S&P 500 membership is decided by the S&P Dow Jones Indices committee, which periodically adds or removes companies when they meet eligibility criteria or when corporate actions require changes. Market participants closely watch earnings, market-cap shifts, M&A activity, and committee announcements in the lead-up to each quarterly window.
Odds in this prediction market reflect traders’ collective assessment of which companies the committee will name, not a guarantee; interpret changing odds as shifting market expectations driven by new information (earnings, filings, transactions, or official notices).
Resolution follows the event terms and official sources: Kalshi will use the companies officially listed by S&P Dow Jones Indices as added in the quarter designated (Q1 2026).

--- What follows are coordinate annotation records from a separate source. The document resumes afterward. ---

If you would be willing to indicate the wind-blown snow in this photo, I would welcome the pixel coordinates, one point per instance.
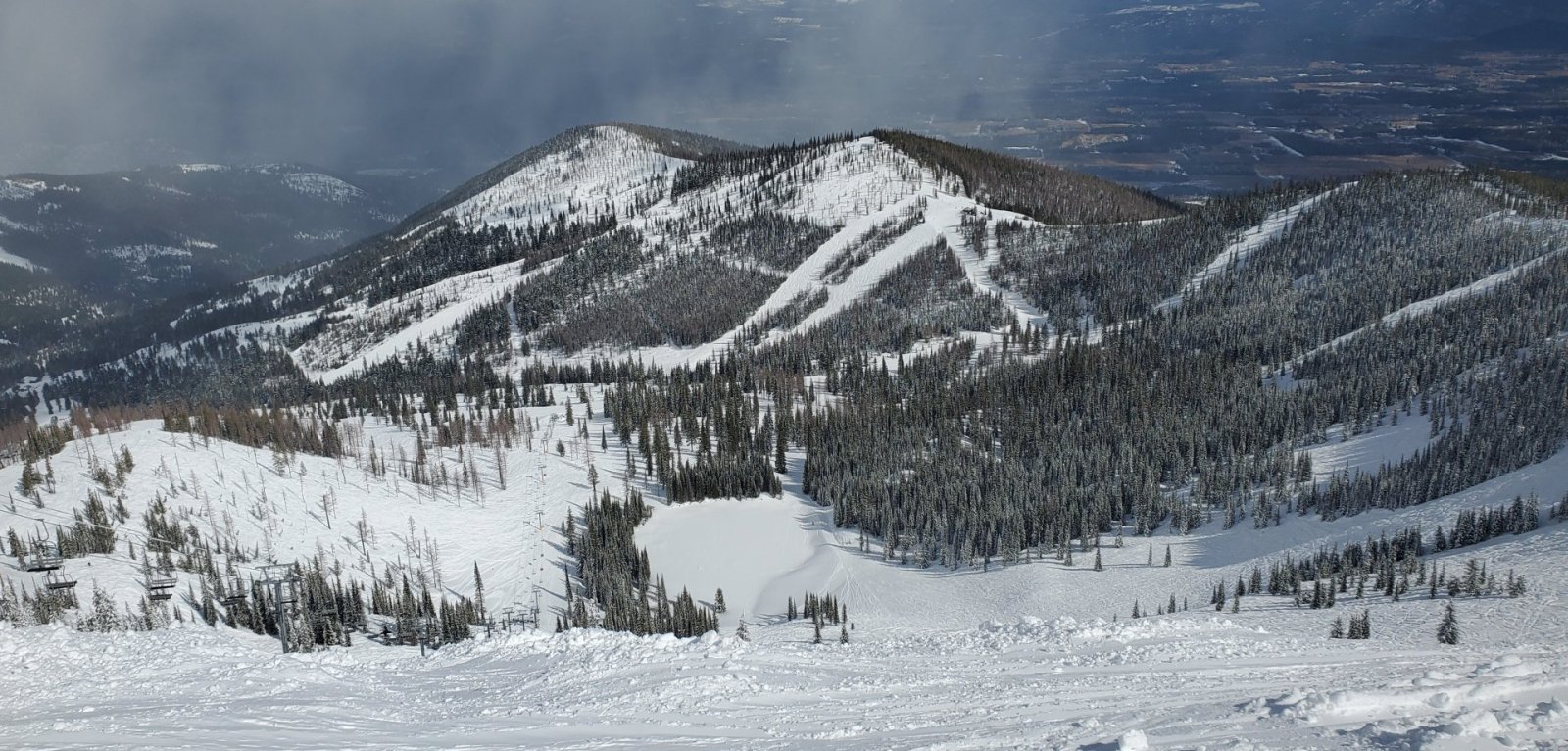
(18, 261)
(323, 187)
(611, 170)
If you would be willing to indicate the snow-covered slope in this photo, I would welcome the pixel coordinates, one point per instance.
(1024, 656)
(673, 193)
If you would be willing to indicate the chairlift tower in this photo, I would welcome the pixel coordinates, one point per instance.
(161, 590)
(286, 591)
(46, 557)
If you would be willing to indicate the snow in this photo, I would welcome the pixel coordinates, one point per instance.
(323, 187)
(20, 190)
(143, 253)
(1366, 452)
(18, 261)
(1250, 242)
(1021, 656)
(611, 168)
(344, 352)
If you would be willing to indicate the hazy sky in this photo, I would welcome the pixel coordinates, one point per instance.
(462, 83)
(93, 85)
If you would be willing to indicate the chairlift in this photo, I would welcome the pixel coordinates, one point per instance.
(44, 559)
(234, 596)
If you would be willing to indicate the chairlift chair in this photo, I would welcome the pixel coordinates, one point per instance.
(161, 588)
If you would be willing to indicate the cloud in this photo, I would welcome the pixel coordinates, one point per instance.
(357, 83)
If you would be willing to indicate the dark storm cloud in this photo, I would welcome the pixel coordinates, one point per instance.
(349, 80)
(459, 83)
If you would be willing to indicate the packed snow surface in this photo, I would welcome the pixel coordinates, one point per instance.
(1023, 656)
(1194, 680)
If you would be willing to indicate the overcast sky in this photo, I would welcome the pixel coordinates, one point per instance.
(358, 83)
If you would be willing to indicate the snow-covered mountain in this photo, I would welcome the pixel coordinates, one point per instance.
(1060, 465)
(612, 219)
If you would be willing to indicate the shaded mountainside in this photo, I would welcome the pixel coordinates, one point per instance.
(618, 237)
(833, 386)
(77, 253)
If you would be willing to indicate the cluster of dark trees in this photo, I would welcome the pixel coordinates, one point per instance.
(1112, 274)
(1047, 193)
(616, 578)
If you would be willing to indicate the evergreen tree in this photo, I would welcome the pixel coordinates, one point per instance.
(1449, 629)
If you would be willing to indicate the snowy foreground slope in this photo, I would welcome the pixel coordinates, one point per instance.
(1189, 680)
(925, 667)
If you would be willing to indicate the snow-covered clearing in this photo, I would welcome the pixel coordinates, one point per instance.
(609, 170)
(925, 665)
(18, 261)
(1247, 243)
(431, 313)
(1189, 680)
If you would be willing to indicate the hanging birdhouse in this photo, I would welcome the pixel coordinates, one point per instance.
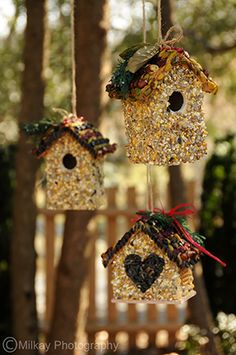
(153, 261)
(162, 90)
(73, 150)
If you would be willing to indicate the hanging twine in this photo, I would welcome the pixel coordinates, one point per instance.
(73, 84)
(148, 51)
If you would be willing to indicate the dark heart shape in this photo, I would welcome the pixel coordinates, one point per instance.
(144, 273)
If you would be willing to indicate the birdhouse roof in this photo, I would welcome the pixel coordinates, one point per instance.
(143, 67)
(165, 235)
(82, 131)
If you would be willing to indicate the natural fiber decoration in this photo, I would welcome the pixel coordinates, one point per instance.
(153, 261)
(162, 103)
(74, 151)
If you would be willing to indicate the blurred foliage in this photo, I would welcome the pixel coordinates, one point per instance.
(226, 329)
(191, 340)
(7, 179)
(210, 34)
(218, 222)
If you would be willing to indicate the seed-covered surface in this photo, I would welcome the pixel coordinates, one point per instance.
(79, 188)
(156, 135)
(172, 285)
(143, 272)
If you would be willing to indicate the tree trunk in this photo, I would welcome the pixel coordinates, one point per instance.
(23, 258)
(90, 45)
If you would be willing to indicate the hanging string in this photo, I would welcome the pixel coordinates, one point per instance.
(149, 194)
(149, 202)
(73, 84)
(159, 22)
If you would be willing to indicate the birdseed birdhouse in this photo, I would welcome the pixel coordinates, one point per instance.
(74, 152)
(162, 90)
(153, 261)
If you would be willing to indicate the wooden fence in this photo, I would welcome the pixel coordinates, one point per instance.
(103, 316)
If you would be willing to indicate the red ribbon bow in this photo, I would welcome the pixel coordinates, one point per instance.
(186, 209)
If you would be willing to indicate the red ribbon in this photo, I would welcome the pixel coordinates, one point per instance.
(185, 209)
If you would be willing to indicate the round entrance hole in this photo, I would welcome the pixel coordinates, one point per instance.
(176, 101)
(69, 161)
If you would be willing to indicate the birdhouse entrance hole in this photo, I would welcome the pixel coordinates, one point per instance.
(176, 101)
(69, 161)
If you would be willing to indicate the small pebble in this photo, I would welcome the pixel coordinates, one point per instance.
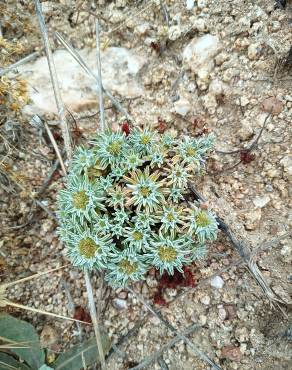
(217, 282)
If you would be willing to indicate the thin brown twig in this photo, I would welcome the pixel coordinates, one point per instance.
(249, 148)
(245, 254)
(193, 349)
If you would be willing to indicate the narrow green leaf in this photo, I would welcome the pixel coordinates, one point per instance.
(9, 363)
(72, 359)
(21, 331)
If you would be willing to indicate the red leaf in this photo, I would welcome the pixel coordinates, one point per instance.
(246, 157)
(162, 126)
(178, 279)
(126, 128)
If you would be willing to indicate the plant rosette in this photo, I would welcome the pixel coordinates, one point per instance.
(126, 207)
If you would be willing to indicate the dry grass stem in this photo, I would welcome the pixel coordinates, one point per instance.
(54, 79)
(99, 85)
(156, 355)
(93, 315)
(192, 348)
(74, 53)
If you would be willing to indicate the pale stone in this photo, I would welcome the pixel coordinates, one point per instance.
(202, 4)
(252, 219)
(217, 87)
(199, 53)
(206, 300)
(119, 304)
(246, 130)
(200, 24)
(120, 71)
(254, 51)
(182, 107)
(190, 4)
(286, 162)
(209, 102)
(217, 282)
(261, 202)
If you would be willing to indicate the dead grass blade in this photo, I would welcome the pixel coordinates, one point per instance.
(193, 349)
(74, 53)
(54, 79)
(156, 355)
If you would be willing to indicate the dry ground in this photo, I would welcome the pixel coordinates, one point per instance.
(239, 328)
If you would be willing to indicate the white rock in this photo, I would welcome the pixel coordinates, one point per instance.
(119, 304)
(217, 282)
(286, 162)
(246, 130)
(244, 101)
(260, 202)
(190, 4)
(182, 106)
(254, 51)
(142, 29)
(199, 53)
(217, 87)
(206, 300)
(222, 314)
(252, 219)
(120, 69)
(200, 24)
(175, 32)
(209, 102)
(202, 3)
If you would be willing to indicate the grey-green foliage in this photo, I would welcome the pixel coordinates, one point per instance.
(7, 362)
(21, 331)
(124, 207)
(33, 356)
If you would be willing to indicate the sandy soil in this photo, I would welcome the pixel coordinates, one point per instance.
(239, 327)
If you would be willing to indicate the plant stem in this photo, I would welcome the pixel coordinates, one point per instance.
(54, 79)
(93, 315)
(100, 92)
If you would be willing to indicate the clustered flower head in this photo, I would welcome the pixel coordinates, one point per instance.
(126, 205)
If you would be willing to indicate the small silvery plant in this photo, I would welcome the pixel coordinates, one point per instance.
(126, 206)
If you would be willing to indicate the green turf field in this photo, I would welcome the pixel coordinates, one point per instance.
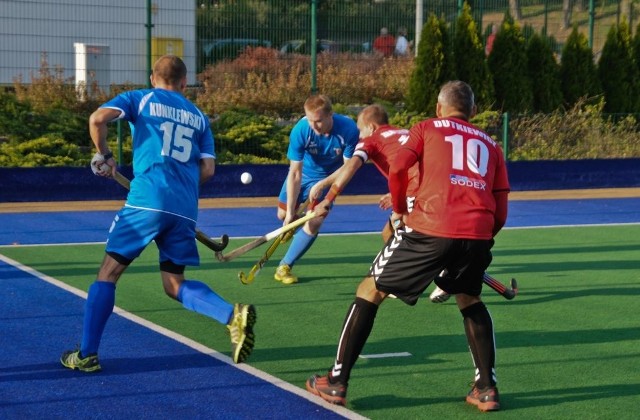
(568, 344)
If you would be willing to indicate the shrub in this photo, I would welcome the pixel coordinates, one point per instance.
(44, 151)
(578, 73)
(583, 132)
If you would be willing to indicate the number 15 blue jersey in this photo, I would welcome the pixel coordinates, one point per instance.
(170, 136)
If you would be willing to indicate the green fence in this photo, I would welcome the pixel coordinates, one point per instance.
(213, 35)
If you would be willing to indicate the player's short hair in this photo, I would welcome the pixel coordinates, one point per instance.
(171, 69)
(318, 102)
(458, 95)
(374, 114)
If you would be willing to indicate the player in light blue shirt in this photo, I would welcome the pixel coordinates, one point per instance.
(173, 153)
(319, 144)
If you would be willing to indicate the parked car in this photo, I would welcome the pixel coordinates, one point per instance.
(299, 46)
(228, 48)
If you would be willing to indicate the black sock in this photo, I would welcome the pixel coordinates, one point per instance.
(479, 329)
(355, 331)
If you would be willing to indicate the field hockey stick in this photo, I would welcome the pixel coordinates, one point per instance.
(265, 238)
(248, 279)
(200, 236)
(507, 293)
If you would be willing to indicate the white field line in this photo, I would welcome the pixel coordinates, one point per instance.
(193, 344)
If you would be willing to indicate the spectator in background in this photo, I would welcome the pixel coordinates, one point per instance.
(385, 44)
(402, 44)
(492, 36)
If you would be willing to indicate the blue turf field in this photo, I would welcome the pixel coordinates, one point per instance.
(92, 226)
(145, 381)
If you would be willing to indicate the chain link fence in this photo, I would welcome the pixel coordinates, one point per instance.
(102, 46)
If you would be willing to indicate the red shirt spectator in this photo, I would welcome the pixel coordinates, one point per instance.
(385, 44)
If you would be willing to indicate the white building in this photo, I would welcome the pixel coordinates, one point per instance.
(91, 41)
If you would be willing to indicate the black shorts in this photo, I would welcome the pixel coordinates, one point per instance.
(410, 261)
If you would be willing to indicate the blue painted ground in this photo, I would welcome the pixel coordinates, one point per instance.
(70, 227)
(156, 377)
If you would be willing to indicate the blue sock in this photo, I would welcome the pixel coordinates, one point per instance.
(98, 308)
(300, 244)
(198, 297)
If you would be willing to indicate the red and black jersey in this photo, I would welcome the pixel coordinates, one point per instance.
(381, 147)
(461, 170)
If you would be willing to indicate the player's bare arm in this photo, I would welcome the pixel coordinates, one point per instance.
(98, 131)
(294, 180)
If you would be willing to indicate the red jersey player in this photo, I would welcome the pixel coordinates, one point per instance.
(461, 204)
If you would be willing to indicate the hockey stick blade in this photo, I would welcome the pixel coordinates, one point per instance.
(507, 293)
(265, 238)
(513, 291)
(200, 236)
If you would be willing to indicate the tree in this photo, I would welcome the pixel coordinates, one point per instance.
(514, 9)
(508, 65)
(544, 69)
(578, 73)
(433, 67)
(617, 71)
(469, 58)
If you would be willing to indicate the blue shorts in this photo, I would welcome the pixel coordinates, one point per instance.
(133, 229)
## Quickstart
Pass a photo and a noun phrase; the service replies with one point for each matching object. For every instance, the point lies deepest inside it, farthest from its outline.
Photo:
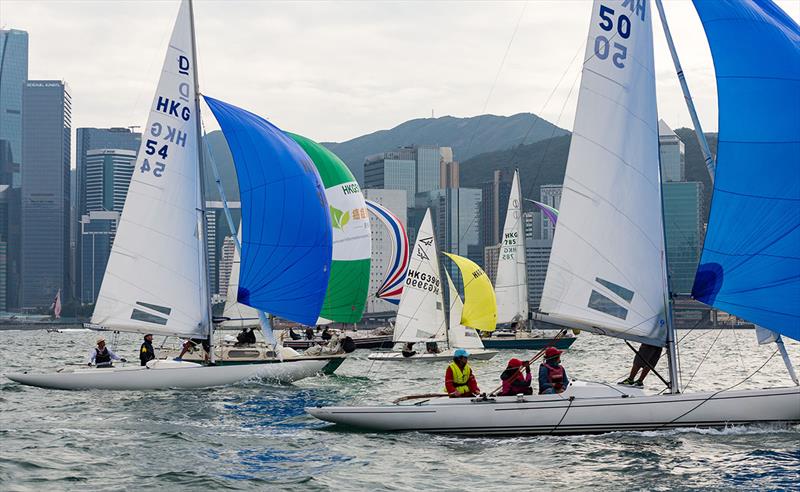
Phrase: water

If S&P provides an announcement with an effective inclusion date in Q1 2026, that official declaration is the basis for determining winners.
Expect expectations to shift around quarterly earnings releases, major SEC filings, confirmed M&A or spin-off news, and any public statements or publication of reconstitution dates by S&P Dow Jones Indices; index committee activity is often reflected in market rumors before official announcements.
Typical candidates are large-cap U.S.-listed companies with sufficient free float and liquidity, a primary U.S. listing (NYSE or Nasdaq), and a recent track record of profitability and market-cap growth; sudden improvements in size or liquidity can make a company a near-term candidate.
Corporate actions can both create and eliminate candidates: an acquisition can remove a target from consideration, a spin-off can produce a new eligible issuer, and share issuance or buybacks can change market-cap rankings — all of which the committee considers when making additions.
Track S&P Dow Jones Indices announcements, company press releases and earnings calls, 8-K and 10-Q/10-K filings, M&A deal notices, exchange transfer filings, and major changes to share float or analyst coverage; these items tend to produce the most informative updates to traders' expectations.